Pinsent Masons was acting on behalf of Russia’s largest airline, Aeroflot, in a now discontinued case that alleged Russian businessmen Nikolai Glushkov and Boris Berezovsky had misappropriated large sums of cash from the company during the 90s. Both men are now dead.
The judicial slamming — which forms part of the costs ruling in PJSC Aeroflot – Russian Airlines v Leeds & Anor (Trustees of the estate of Boris Berezovsky) & Ors — concerns a letter sent by Pinsents to Subir Desai, a Mayfair-based lawyer appointed by the court to represent Glushkov’s estate.
Glushkov, former deputy director of Aeroflot, was found dead at his Surrey home back in March 2018. The Metropolitan Police’s investigation into his murder is ongoing.
According to Justice Rose’s scathing judgment, the court received a witness statement from Desai on 12 April which explained how Glushkov’s estate was unlikely to be worth more than £250,000 and that his bereaved family had been trying to work out what to do next.

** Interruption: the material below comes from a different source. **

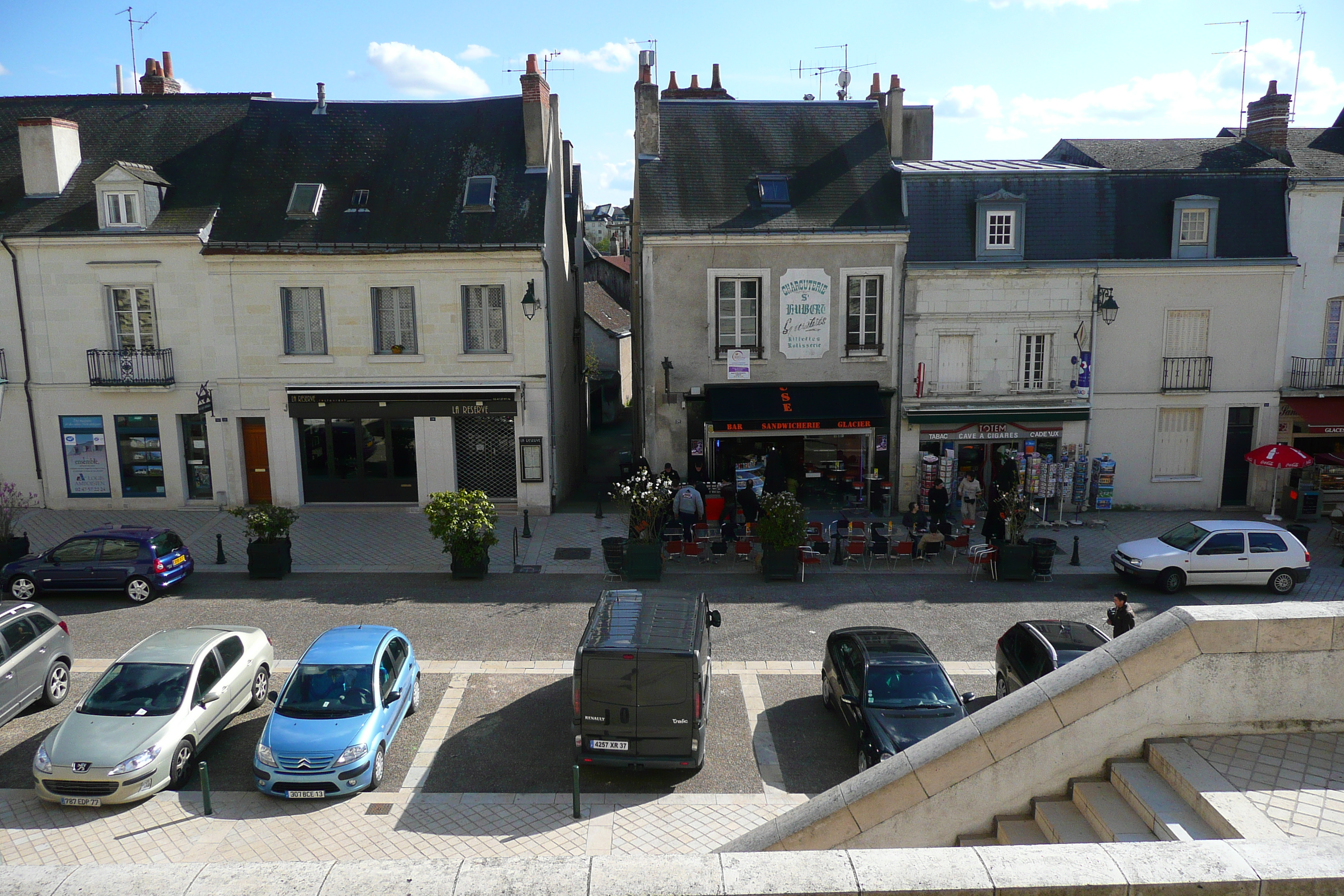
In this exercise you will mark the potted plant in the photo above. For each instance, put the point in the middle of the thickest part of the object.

However, in a move described by Rose as “shameful”, Pinsent Masons wrote to Desai later that same day to ascertain details of Glushkov’s estate. Rose said:
“They effectively berate Mr Trushin [Glushkov’s civil partner] and Ms Glushkova [Glushkov’s daughter] through their solicitors for failing to come forward sooner, demanding an explanation ‘by return and in any event by noon tomorrow’ why they had left it ‘so late’ to make the application. The letter went on to ask many intrusive and hectoring questions about what contact the clients have had with others about the trial; what efforts they have made to establish whether Mr Glushkov left a will…”
Rose added: “But it is, fortunately, ‘out of the norm’ for a litigant and its legal representatives so to lose sight of any basic standard of decent and compassionate behaviour as to send a letter in those terms. It is all the more shocking given that it seems very unlikely that at the time the letter was drafted and sent, Aeroflot had no inkling that the next day it would serve a notice of discontinuance, abandoning all claims against Mr Glushkov’s estate.”
Aeroflot was ordered to pay all the defendants’ costs to be assessed on the indemnity basis for the whole proceedings.
A spokesperson for Pinsent Masons said:
“For a number of years we have been assisting Aeroflot in pursuing a claim against various individuals and companies, alleging that a serious and complex fraud has taken place. Our sole objective has been to help our client discover the truth of these matters. Mr Glushkov’s tragic death has been truly saddening and we have been sensitive to this during our subsequent conduct of the litigation.”